Se alguém ensinou um movimento de um forma errada, não é ridículo. Podia ser
eu, podia ser você, professora, que agora está tirando onda. Alertar para um
erro é diferente de desconsiderar o trabalho de pessoas que estavam querendo
transmitir um conhecimento, mas que, infelizmente, não tiveram acesso a uma
fonte mais confiável. Principalmente no que se refere ao tribal. Apenas hoje os
fundamentos estão mais claros e as dúvidas estão sendo mais facilmente tiradas.
Mas até pouco tempo atrás, o Brasil experimentava esse estilo de forma até
empírica e, por isso, muita coisa foi feita sem um conhecimento sólido.
Se
alguém dançou algo que você não considerou bom, que achou ridículo, tudo bem.

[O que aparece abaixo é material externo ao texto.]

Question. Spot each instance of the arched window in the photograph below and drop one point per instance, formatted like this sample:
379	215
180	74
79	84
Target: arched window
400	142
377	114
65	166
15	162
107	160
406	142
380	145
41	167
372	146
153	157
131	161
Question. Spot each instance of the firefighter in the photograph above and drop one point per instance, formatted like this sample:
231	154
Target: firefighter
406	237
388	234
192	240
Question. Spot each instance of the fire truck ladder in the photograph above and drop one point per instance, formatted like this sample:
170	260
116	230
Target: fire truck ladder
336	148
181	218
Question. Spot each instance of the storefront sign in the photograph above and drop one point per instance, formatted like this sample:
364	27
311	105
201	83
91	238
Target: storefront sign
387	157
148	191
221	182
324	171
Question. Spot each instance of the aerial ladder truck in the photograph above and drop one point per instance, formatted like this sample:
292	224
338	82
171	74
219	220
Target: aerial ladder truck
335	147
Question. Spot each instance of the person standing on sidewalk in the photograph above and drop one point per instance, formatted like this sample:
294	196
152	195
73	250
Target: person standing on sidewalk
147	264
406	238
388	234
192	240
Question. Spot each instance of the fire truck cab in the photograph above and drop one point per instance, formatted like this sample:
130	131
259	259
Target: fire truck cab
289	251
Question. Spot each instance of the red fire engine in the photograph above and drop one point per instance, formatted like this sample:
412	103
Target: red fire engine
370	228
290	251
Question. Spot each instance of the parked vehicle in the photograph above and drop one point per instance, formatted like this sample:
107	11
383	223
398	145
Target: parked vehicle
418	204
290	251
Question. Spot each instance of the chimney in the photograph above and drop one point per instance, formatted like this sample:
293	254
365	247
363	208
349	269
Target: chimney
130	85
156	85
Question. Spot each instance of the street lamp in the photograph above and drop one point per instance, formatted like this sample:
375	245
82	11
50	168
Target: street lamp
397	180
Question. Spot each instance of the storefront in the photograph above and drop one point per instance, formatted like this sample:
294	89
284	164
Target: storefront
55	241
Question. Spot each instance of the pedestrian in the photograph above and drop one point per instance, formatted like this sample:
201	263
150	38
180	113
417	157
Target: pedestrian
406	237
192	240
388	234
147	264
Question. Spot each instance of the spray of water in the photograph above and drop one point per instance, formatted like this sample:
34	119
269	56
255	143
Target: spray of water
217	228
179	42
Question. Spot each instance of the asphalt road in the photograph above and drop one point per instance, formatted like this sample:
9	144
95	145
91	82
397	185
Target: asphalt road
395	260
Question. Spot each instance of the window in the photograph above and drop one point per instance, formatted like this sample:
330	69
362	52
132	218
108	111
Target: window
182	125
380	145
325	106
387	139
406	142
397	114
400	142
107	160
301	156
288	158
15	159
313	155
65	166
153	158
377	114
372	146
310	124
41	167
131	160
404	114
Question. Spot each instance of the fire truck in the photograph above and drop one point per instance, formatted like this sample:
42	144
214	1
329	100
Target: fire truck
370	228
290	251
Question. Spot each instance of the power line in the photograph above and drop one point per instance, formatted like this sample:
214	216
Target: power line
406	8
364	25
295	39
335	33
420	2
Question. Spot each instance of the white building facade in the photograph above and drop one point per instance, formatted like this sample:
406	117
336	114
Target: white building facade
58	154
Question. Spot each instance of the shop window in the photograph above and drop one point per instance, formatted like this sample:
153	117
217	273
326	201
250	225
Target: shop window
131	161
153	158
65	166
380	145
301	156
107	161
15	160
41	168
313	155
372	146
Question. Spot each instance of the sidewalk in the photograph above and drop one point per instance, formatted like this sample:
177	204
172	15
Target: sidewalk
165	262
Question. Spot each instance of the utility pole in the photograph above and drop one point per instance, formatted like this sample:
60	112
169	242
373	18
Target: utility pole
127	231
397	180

Não estou dizendo que devemos achar tudo lindo e perfeito, mas não vai mudar
nada ficar comentando isso para outras pessoas. Isso apenas, além de ser antiético, alimenta a cultura de
competição dentro da dança.
Se
você é uma bailarina foda, parabéns!! Admiro muito e estudo muito seus
movimentos! Mas se não, parabéns também! Cada apresentação demanda treino,
energia, suor, dinheiro e é fruto de um processo criativo pessoal. Isso é
divino! Vou ver seus vídeos, suas apresentações e acompanhar sua dança e sua
evolução. E também vou admirar movimentos que você faz muito melhor que grandes
bailarinas. Todo mundo tem algum movimento que encaixa perfeitamente em seu
corpo e em sua personalidade.
Mas
se você entra no palco pra dizer “olha como sou perfeita” e fala mal das
colegas que não chegaram ao seu nível… não dá mais. Minha paciência para
estrelas desse tipo acabou.
Enfim,
viver a dança como uma ferramenta de conexão com o divino tem tornado minha
técnica muito mais apurada (pois agora meus treinos são bem diferentes) e estão
me distanciando de certas posturas na dança. Isso não me faz pior nem melhor, e
a ideia de compartilhar é justamente abrir possibilidade para ser questionada.
Mas está me fazendo mais feliz comigo e com meu corpo. Além disso, está,
naturalmente, me aproximando de profissionais e de espaços de dança que têm
essa visão de dança e que espalham essa sabedoria pelo Brasil. Graças aos
deuses, há grandes profissionais que estão há anos vivendo a dança, e da dança,
dessa forma.
Kilma Farias - PB |
Cito aqui minhas queridas mestras Kilma Farias, Ju Marconato,
Taruni Dasi (que, em um workshop de dança indiana, abriu minha mente para essas
questões). Também sei que as bailarinas Marília Botton Lins e Michelle Fritsch
têm trabalhos sólidos e lindos com dança e sagrado feminino e que a bailarina
Aysha Almeé também é terapeuta tântrica.
Essas e muitas outras bailarinas me alimentam ainda mais com a certeza de que a
dança é, potencialmente, uma ferramenta de transformação.